- La hausse des tarifs du streaming et la réduction du choix de contenus rendent plus difficile de trouver les œuvres voulues sur les services légaux, ce qui pousse davantage de spectateurs à revenir aux VPN et au streaming illégal
- La Suède, berceau de The Pirate Bay et de Spotify, avait déjà connu le passage du piratage au streaming légal, mais le taux de piratage repart aujourd’hui à la hausse
- Le tarif de Netflix dépasse désormais 199 couronnes par mois (£15), il faut cumuler plusieurs abonnements pour voir les mêmes contenus, et même les offres payantes incluent de la publicité, ce qui accentue le phénomène d’« enshittification »

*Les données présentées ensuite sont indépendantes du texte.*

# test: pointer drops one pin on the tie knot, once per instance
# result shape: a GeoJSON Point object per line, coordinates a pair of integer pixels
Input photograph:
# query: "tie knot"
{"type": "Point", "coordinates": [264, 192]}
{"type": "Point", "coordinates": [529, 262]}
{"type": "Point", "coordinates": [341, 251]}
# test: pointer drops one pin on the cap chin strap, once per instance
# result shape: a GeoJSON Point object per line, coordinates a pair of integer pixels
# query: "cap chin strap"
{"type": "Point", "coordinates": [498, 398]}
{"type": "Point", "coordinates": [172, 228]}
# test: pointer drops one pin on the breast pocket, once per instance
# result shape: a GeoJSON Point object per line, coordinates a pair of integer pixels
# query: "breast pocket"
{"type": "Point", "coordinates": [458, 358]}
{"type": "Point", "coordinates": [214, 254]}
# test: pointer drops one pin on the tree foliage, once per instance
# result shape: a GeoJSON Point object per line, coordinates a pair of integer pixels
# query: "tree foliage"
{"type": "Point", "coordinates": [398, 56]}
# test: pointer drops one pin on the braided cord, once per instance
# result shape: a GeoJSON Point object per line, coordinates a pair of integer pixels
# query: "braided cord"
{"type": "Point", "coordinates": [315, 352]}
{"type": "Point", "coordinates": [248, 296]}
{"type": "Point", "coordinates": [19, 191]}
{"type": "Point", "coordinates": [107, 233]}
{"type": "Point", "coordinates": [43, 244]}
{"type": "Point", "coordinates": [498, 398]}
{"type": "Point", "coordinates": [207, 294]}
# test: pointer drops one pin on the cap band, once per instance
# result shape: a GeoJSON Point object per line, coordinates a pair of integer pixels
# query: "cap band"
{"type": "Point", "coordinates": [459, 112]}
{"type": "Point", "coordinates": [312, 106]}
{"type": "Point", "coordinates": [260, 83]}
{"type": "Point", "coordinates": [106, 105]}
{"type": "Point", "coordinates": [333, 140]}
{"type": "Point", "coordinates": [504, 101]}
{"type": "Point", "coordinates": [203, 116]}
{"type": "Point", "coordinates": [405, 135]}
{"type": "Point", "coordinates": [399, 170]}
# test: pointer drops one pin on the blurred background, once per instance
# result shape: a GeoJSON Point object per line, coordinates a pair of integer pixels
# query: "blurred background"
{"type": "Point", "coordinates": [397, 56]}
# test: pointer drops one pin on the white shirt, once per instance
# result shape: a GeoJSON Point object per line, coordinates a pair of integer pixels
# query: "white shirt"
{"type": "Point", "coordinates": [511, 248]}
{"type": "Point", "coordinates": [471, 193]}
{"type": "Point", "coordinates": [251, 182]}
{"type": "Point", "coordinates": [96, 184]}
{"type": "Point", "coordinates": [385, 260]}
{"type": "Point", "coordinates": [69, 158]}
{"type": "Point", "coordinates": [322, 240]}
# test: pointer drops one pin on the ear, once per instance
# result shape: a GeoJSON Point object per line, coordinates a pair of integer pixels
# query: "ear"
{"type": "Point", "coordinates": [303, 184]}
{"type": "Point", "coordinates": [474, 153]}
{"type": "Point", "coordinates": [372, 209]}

- En 2023, 96 % du piratage TV/cinéma provenait du streaming non autorisé, et le nombre de visites des sites de piratage dans le monde a grimpé à 216 milliards en 2024
- Comme l’a dit le cofondateur de Valve, Gabe Newell, le problème n’est pas le prix mais la qualité du service, et les studios doivent rétablir l’accessibilité et l’interopérabilité
L’évolution des services de streaming et le retour du piratage
L’arrivée du streaming et le recul du piratage
- Autrefois, il était facile de trouver tous les contenus souhaités — musique, films, séries — sur des sites torrent comme The Pirate Bay
- Avec la généralisation des smartphones, des services de streaming officiels comme Spotify sont apparus, et les utilisateurs sont passés à un modèle fondé sur la publicité ou un petit abonnement
- Netflix aussi proposait les contenus majeurs à bas prix, ce qui a fait reculer rapidement le piratage
- La Suède est un pays où l’innovation a touché à la fois le téléchargement illégal et l’industrie du streaming
Fragmentation du streaming et mécontentement des utilisateurs
- Ces dernières années, le prix de l’abonnement à Netflix a fortement augmenté, tandis que les contenus recherchés se sont dispersés entre HBO Max, Disney+, Apple TV+ et d’autres plateformes
- Même les abonnés payants doivent regarder des publicités ou subir diverses restrictions géographiques et les contraintes liées à l’usage d’un VPN
- En Europe, un foyer moyen dépense plus de 700 euros par an pour trois services de VOD ou plus
- Beaucoup d’utilisateurs ont le sentiment que, malgré la hausse des coûts, l’accessibilité aux contenus s’est en réalité dégradée
La réalité du retour du téléchargement illégal et les tendances actuelles
- Certains utilisateurs n’ont jamais cessé de consommer du piratage, et l’accès aux flux illégaux augmente désormais via des plateformes de streaming non officielles ou des add-ons communautaires
- Le téléchargement est devenu plus difficile d’accès, mais dans le cas du streaming illégal, les utilisateurs continuent malgré l’exposition à la publicité
- Selon une étude de MUSO, en 2023, 96 % du visionnage illégal de contenus TV/cinéma reposait sur le streaming
- Le nombre de visites des sites illégaux est passé de 130 milliards en 2020 à 216 milliards en 2024
- Selon les dernières statistiques suédoises, 25 % des personnes interrogées reconnaissent avoir recours au piratage, la majorité d’entre elles ayant entre 15 et 24 ans
Dégradation de la qualité de service et rareté artificielle des contenus
- Le cofondateur de Valve, Gabe Newell, a déclaré que « le problème du piratage n’est pas un problème de prix, mais de service »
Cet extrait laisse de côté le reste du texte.